Prima di tutto era partito il cilindro secondario della frizione… introvabile un pezzo di ricambio per un veicolo di 30 anni fa. Alla fine si era rotto solo un anello di gomma, così cerca che ti ricerca, un commesso di Bunnings (la maggiore catena australiana del fai-da-te) ci porta una scatola di rimasugli e pezzetti sparsi e ci dice: “se lo trovate è vostro”. In pochi minuti trovo qualcosa di adatto e il problema si risolve senza spendere un centesimo!

Così, preso il furgone, lo testiamo in giro per la città. Ma qualcosa stava andando storto: acceleravo ma il motore andava su di giri senza che la macchina si muovesse… era partito anche il disco della frizione. Ordiniamo il pezzo a Repco (nota catena di ricambi per auto), e il commesso per chissà quale motivo ci dice un prezzo di 50 dollari inferiore a quello di listino (160). La politica del negozio è di rispettare sempre il primo prezzo detto, così ci portiamo a casa un kit completo per appena 110 dollari! Quando smontiamo la frizione (cosa tra l’altro per niente difficile), troviamo un lato del disco totalmente mancante, più altre parti consunte all’inverosimile. Capiamo che arrivare fino a Melbourne è stato un vero miracolo!

Qualche altra spesuccia per stare più tranquilli (olio motore, olio cambio, filtro olio, tubi dell’acqua nuovi e liquido radiatore) ed ecco che il nostro furgone è di nuovo pronto a partire. Dati gli eventi è stato ribattezzato amichevolmente “phurgone”.

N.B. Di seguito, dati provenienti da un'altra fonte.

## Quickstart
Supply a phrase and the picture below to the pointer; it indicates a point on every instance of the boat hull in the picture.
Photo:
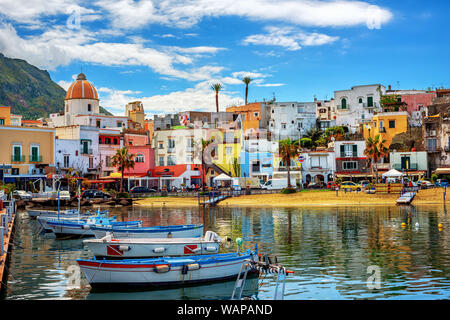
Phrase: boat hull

Poi è il momento degli interni. Metto la tappezzeria nuova e trasformo un divano letto in un letto a due piazze, sotto il quale scorrono i cassetti (al momento scatole) con il nostro guardaroba. James ci presta un frigo portatile e il fornellino, mia cugina Betta ci presta il pentolame e, finalmente, siamo pronti per ripartire alla volta di Avoca per continuare a lavorare nella vineria! C’era qualche intenzione di andare in Tasmania, ma di fronte a un guadagno sicuro la scelta è facile da prendere!

Il traffico di Melbourne non è proprio facile da affrontare col phurgone, visto che tutti sfrecciano a destra e a sinistra mentre il vecchietto stenta a raggiungere i 60 km/h in un minuto e mezzo. I suoi 54 cavalli si devono essere trasformati in ciuchini con gli anni. Ma abbiamo la nostra vettura e, per ora, funziona!

Ad Avoca troviamo posto nel campeggio: 140 dollari a settimana per un bel posto al sole, ma i bagni sono nuovi, c’è l’acqua calda e c’è anche una cucina e la lavanderia. A lavoro ci accolgono a braccia aperte e, mentre io vengo spostato in vineria per lavare le taniche d’acciaio, Amélie continua il lavoro sulla catena di imbottigliamento. Tutto sembrava andare per il verso giusto ma venerdì Ame torna con una notizia che sconvolge gli equilibri, qualcosa di difficile da accettare, qualcosa che porterà presto conseguenze: vogliono che lavori solo due giorni a settimana.